Stephen Walsh (26 August 1859 – 16 March 1929) was a British miner, trade unionist and Labour Party politician.

Background
Born in Liverpool, Walsh became an orphan at a very young age. He was educated at an industrial school in the Kirkdale area of the city, leaving school aged 13 to work in a coalmine in Ashton in Makerfield.

Political career
Walsh was an official of the Lancashire and Cheshire Miners' Federation before he was elected to parliament for Ince in the 1906 general election.
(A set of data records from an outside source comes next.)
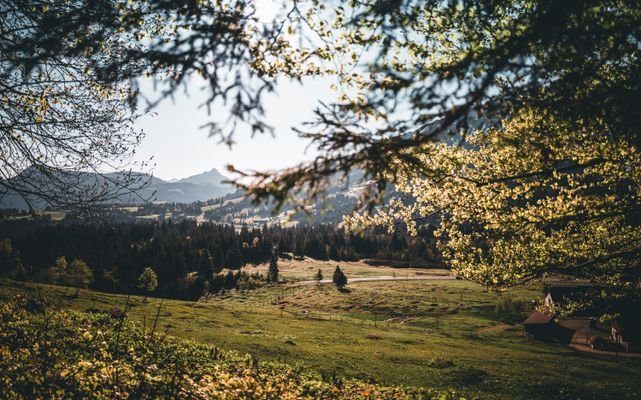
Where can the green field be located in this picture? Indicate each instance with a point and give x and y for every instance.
(419, 333)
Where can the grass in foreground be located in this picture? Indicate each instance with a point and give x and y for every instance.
(339, 335)
(69, 354)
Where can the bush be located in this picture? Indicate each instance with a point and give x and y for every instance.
(69, 354)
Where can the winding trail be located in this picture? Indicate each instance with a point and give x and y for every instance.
(386, 278)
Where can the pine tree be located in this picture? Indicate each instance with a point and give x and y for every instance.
(272, 272)
(148, 281)
(339, 277)
(79, 275)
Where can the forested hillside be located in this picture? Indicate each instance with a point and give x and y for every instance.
(187, 257)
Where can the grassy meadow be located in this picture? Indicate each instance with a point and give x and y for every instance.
(439, 334)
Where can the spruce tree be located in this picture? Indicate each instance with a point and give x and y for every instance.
(339, 277)
(272, 272)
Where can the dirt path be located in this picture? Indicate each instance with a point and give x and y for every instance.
(494, 328)
(387, 278)
(588, 349)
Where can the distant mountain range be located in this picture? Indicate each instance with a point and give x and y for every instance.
(200, 187)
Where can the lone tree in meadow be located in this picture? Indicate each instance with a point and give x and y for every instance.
(78, 275)
(148, 281)
(339, 277)
(272, 272)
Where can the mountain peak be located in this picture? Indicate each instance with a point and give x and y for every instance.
(211, 177)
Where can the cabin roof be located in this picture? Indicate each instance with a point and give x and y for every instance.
(538, 318)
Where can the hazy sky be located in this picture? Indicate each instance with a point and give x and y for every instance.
(181, 148)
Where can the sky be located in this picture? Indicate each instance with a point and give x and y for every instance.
(180, 148)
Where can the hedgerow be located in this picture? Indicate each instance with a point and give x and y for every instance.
(47, 353)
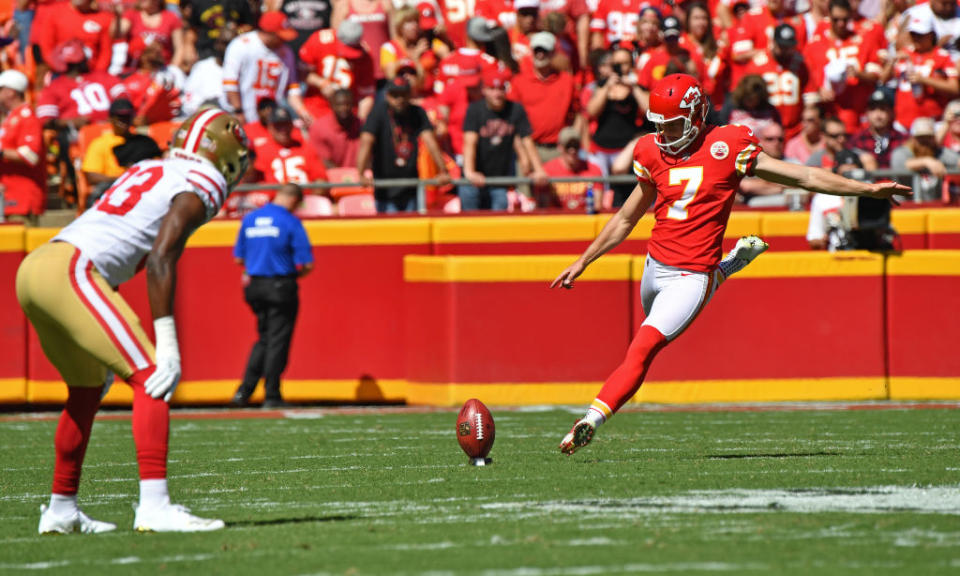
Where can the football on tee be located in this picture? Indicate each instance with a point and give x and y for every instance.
(475, 430)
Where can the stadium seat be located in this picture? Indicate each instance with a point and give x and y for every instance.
(88, 134)
(162, 133)
(347, 174)
(314, 205)
(357, 205)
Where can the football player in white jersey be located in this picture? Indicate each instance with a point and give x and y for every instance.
(67, 289)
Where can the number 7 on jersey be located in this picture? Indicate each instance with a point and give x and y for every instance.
(691, 177)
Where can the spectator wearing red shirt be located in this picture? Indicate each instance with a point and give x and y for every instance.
(655, 61)
(80, 20)
(879, 138)
(800, 147)
(845, 67)
(926, 75)
(153, 23)
(336, 135)
(549, 96)
(569, 195)
(334, 60)
(761, 21)
(285, 159)
(22, 171)
(787, 78)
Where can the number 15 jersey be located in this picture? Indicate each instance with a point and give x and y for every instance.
(695, 192)
(119, 231)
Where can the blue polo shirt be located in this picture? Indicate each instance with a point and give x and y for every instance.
(272, 242)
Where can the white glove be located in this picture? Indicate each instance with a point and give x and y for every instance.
(164, 380)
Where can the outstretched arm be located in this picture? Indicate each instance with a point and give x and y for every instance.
(823, 181)
(614, 232)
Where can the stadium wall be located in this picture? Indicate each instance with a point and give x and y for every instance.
(795, 325)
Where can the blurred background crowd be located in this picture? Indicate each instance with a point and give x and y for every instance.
(368, 90)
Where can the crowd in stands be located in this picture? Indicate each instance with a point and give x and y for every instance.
(365, 90)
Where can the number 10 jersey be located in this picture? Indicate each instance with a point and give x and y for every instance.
(119, 231)
(695, 192)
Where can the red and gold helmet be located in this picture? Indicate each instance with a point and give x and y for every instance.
(217, 137)
(674, 97)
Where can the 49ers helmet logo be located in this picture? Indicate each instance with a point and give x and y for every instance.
(691, 99)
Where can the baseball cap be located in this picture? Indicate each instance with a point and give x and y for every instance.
(121, 107)
(399, 85)
(921, 22)
(785, 36)
(567, 135)
(349, 36)
(879, 98)
(14, 80)
(922, 127)
(670, 27)
(281, 115)
(496, 76)
(428, 16)
(405, 64)
(544, 41)
(276, 22)
(480, 30)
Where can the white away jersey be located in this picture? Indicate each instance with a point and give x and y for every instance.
(257, 72)
(118, 232)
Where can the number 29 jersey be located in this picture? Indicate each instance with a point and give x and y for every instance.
(118, 232)
(695, 192)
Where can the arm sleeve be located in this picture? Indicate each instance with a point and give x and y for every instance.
(523, 128)
(748, 148)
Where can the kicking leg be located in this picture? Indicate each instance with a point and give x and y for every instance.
(671, 298)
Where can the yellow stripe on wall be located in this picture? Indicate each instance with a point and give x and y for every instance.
(508, 268)
(813, 265)
(500, 229)
(924, 263)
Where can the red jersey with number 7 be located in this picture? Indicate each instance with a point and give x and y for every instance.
(695, 192)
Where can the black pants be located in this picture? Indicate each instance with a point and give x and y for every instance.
(275, 301)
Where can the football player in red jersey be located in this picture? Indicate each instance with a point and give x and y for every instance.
(693, 171)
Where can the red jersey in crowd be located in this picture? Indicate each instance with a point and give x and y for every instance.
(345, 66)
(652, 64)
(850, 101)
(65, 22)
(298, 164)
(760, 22)
(24, 182)
(141, 35)
(551, 103)
(455, 16)
(568, 195)
(464, 62)
(87, 95)
(789, 88)
(695, 193)
(922, 101)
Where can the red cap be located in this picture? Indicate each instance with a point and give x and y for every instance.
(496, 76)
(428, 16)
(276, 22)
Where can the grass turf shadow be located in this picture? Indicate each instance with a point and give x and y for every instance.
(298, 520)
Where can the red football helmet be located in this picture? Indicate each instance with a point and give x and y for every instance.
(678, 96)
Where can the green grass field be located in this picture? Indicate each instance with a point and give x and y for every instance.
(365, 492)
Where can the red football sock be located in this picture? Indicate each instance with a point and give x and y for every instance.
(151, 428)
(627, 378)
(73, 434)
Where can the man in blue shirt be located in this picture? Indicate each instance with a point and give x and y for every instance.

Later that year he attacked the idea that an MP needed an Oxbridge education further adding that: "To use an arithmetical metaphor,  the Labour party had reduced the points of difference among the working classes to the lowest common denominator, and had promoted and developed the greatest common measure of united action".

Walsh was a member of David Lloyd George's Coalition Government as Parliamentary Secretary to the Ministry of National Service in 1917 and as Parliamentary Secretary to the Local Government Board from 1917 to 1919.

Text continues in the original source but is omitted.